The standard unique Health Plan Identifier and Other Entity Identifier no longer serve the purposes for which they were adopted.

That’s the message the American Hospital Association delivered on Tuesday in a letter to the Centers for Medicare and Medicaid Services in response to a proposed CMS rule to rescind the adoption of the HPID and the OEID.

“The AHA is fully supportive of the decision to rescind the HPID and OEID and urge CMS to do so immediately,” wrote Ashley Thompson, AHA’s senior vice president for public policy analysis and development, to the agency. “We believe it is appropriate to eliminate the HPID/OEID altogether.”

Ashley Thompson

Ashley Thompson

In particular, the hospital group points out that the “need for implementing the HPID has long been questioned by the covered entities” and that, as a result, the Department of Health and Human Services “delayed the enforcement of the regulation pertaining to the use of the HPID in HIPAA transactions beginning Oct. 31, 2014.”

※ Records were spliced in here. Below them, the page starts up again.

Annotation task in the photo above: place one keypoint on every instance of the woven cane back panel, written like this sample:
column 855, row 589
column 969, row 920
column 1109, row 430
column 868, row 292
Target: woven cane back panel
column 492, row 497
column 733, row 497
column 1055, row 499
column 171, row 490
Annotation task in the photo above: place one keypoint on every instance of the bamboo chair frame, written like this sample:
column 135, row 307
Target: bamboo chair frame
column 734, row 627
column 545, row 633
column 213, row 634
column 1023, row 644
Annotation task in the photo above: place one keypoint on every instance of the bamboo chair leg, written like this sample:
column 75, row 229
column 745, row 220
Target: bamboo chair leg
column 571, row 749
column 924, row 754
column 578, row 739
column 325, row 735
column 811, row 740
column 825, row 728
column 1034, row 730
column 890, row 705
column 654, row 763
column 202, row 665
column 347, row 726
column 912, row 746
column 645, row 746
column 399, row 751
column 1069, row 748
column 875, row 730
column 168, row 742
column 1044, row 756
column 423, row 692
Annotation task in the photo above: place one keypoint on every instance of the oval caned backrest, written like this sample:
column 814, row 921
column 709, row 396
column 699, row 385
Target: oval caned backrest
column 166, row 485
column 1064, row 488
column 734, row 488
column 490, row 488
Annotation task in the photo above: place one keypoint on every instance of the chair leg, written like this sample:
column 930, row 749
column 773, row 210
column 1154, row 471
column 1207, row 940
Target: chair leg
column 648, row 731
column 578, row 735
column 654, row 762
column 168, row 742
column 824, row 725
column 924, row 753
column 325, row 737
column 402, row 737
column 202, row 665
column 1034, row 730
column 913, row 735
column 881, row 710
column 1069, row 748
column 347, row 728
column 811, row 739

In late 2014, the advisory group National Committee on Vital and Health Statistics (NCVHS) recommended to HHS that HPID not be used in HIPAA transactions. Soon after the recommendation, HHS delayed enforcement of the rule.

Also See: HHS wants more input on national health plan identifier

More recently, the AHA’s letter referenced a May 2017 NCVHS Standards Subcommittee hearing at which witnesses “concurred that the transaction routing challenges of two decades ago have been resolved by the industry through the use of payer IDs and that it would be a costly, complicated and burdensome disruption for them to implement the HPID.”

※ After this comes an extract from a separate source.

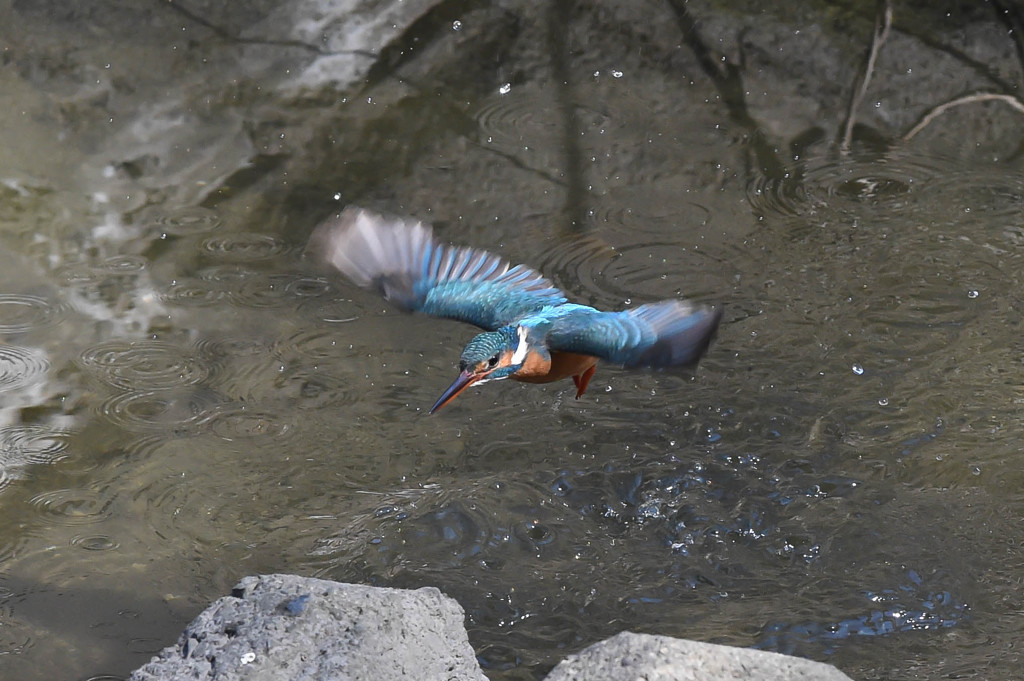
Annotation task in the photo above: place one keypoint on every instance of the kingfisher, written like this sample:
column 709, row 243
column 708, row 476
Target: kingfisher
column 531, row 332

In its letter to CMS, the AHA pointed out the challenges and burdens that implementing the HPID and OEID would have on all covered entities that use HIPAA transactions.

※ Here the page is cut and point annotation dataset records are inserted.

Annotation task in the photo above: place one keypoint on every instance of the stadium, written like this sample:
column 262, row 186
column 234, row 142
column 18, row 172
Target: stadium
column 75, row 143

“We understand that the intent of the HIPAA legislation is to reduce administrative costs and make administrative processes more efficient,” wrote Thompson. “However, providing a different data element in the form of the HPID/OEID would not have addressed other issues related to routing challenges, benefit information and improved automation for administrative tasks.”

In addition, the AHA offered support for CMS’s decision to “disallow the voluntary use of the HPID or OEID between willing trading partners,” noting that there is “no business use case for the HPID/OEID, moreover, a voluntary model would result in confusion and unnecessary costs to the covered entities that use HIPAA transactions.”